Menurut Karyono, ada niat tertentu yang diinginkan oleh SBY terkait pemerintahan baru mendatang. Ia melihat SBY menginginkan kubu Presiden dan Wakil Presiden terpilih Joko Widodo dan Jusuf Kalla (Jokowi-JK), memberikan tawaran pada Partai Demokrat (PD).
"Saya kira mungkin itu bagian dari strategi PD dan SBY untuk bargaining kubu Jokowi-JK. Saya nggak tahu bargaining-nya apa," imbuh Karyono.
"Bisa juga posisi jabatan tertentu yang diperjuangkan. Bisa juga masalah kasus-kasus disangkakan pada dirinya. Bisa juga soal kebijakan diambil supaya bisa dilanjutkan Jokowi-JK," tegas dia.
Bila benar SBY tidak tanda tangan, lanjut mantan peneliti politik Lingkaran Survei Indonesia (LSI) ini, tidak akan meredam kemarahan rakyat terkait pengesahan UU Pilkada di DPR. "Rakyat sudah makin tahu siapa PD dan SBY yang sikap politiknya bermain 2 kaki, tidak jelas jenis kelamin dan tidak konsisten.

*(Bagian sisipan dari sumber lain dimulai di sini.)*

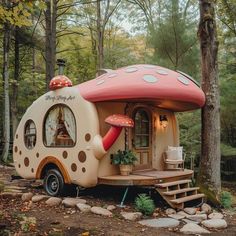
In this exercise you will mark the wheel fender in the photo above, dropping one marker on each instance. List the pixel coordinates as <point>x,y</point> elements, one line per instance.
<point>55,161</point>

Itu tidak cukup efektif redam kemarahan rakyat," tandas Karyono.
Sebelumnya, usai RUU Pilkada dengan opsi pemilihan oleh DPRD disahkan, Presiden SBY mengaku kecewa. SBY juga menyatakan berat menandatangani UU Pilkada.
"Bagi saya, berat untuk menandatangani UU Pilkada oleh DPRD, manakala masih memiliki pertentangan secara fundamental, konflik dengan UU yang lain. Misalnya UU tentang Pemda," kata SBY dalam keterangan pers di The Willard Hotel Washington DC, Amerika Serikat.

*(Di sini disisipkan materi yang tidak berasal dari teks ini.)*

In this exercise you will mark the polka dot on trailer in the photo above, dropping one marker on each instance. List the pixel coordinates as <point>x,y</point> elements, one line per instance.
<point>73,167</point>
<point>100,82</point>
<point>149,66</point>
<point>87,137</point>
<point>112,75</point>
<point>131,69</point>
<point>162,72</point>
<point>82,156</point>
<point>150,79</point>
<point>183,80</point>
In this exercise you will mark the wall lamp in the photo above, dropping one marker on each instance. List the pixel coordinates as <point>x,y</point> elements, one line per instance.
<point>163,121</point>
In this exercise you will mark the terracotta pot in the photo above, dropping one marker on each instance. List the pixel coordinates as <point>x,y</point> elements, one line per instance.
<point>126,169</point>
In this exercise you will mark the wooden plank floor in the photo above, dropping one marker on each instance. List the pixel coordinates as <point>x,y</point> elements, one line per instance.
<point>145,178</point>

Sebagai Presiden, SBY menilai UU Pilkada sangat bertentangan dengan UU Pemda. Khususnya pada klausul atau pasal-pasal yang mengatur tentang tugas, fungsi, dan kewenangan DPRD.
Selain itu, lanjut SBY, UU Pilkada juga tidak sesuai dengan UU yang mengatur tentang DPRD, yang tidak memberikan kewenangan kepada DPRD untuk memilih kepala daerah. Karena itu, SBY menilai UU Pilkada akan sulit dieksekusi.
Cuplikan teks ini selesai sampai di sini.